Shirol consulted more than 40 doctors over seven years before his daughter Nidhi was diagnosed as the first Indian patient with Pompe disease in 2007. She has been taking enzyme-replacement therapy sponsored by Sanofi Genzyme since 2008.

Another route is to take part in clinical trials. But Dhara Mamania, whose 10-year-old son Mohin has Duchenne muscular dystrophy (DMD), has been struggling to sign her son up for the past year. “DMD progresses rapidly after 10 years, so I’m really worried about my son’s health and mobility now,” says Mamania, who is based in Mumbai.

India launched a registry of rare disease patients in 2017 but it is far from complete. Unlike the US, which has economic incentives for pharmaceutical companies under the Orphan Drug Act (to encourage development of drugs for diseases too rare to be worth pursuing otherwise), the Indian government does not offer such provision.

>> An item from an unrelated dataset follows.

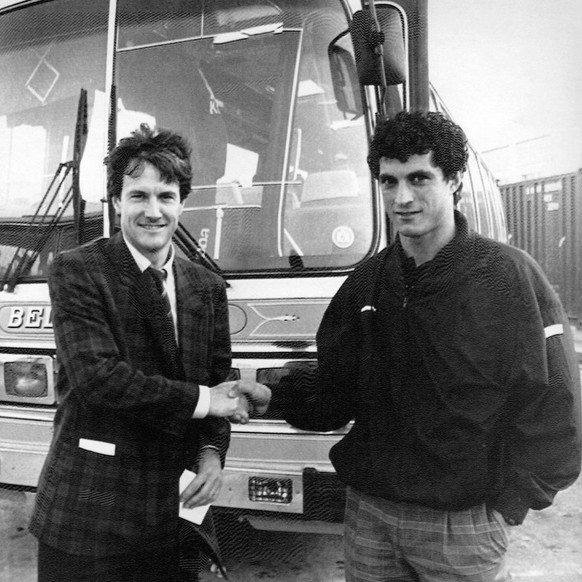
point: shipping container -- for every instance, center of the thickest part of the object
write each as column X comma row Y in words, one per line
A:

Owing to countless generations of consanguineous and endogamous marriages – within extended families or within the same caste –that raise populations’ vulnerability to genetic disorders, the prevalence of rare diseases may be higher in some Indian ethnic groups. Newborn screening could diagnose many disorders at birth, since 80% of rare diseases are genetic. But barring a few Indian states, it is unavailable in government-run hospitals, where, in 2018, almost 55% of women gave birth.

Shirol says there is a social stigma associated with inherited diseases. “If it runs in their family, some people do not reveal it to their prospective partners, as it may become a hurdle in their own marriage as well as their siblings’. The biggest obstacle is a lack of awareness, even among physicians,” he says.

“Paediatricians don’t get to see many rare-disease patients in their regular work, so it is not easy for them to recognise the disease,” says Dr Meenakshi Bhat, a consultant clinical geneticist in Bengaluru. For a long time, genetic testing was not available to confirm clinical diagnoses, so treatment could not be pursued.

Vidya and Vineeth, whose costly drugs have been donated by a Japanese firm. Photograph: Courtesy of Vidya

Bhat says India has a shortage of clinical geneticists, but in the past decade she has seen the environment for rare diseases changing. Next-generation sequencing – a blood test that can diagnose a human’s entire genetic makeup – is now offered in some private laboratories, shortening the journey to diagnosis.

“An allocation of a suitable budget for treatment may be under way in the national policy for rare diseases, expected by the end of this month,” says Shirol.

But given the prohibitive costs, it may not be enough. Growing numbers of patients’ advocacy organisations have been able to get government funding for a few individuals and are now spearheading research, as only drugs developed in India would be affordable.

In 2019, regulatory guidelines for gene therapy were introduced in India, 30 years after the first successful clinical trial in the US. “The framework may be a gamechanger, paving the way for scientists to develop products and conduct human trials for their research,” says Dr Arkasubhra Ghosh, director of GROW Research Laboratory, which is conducting one of the first studies for gene therapy for DMD, with initial funding from Parent Project Muscular Dystrophy.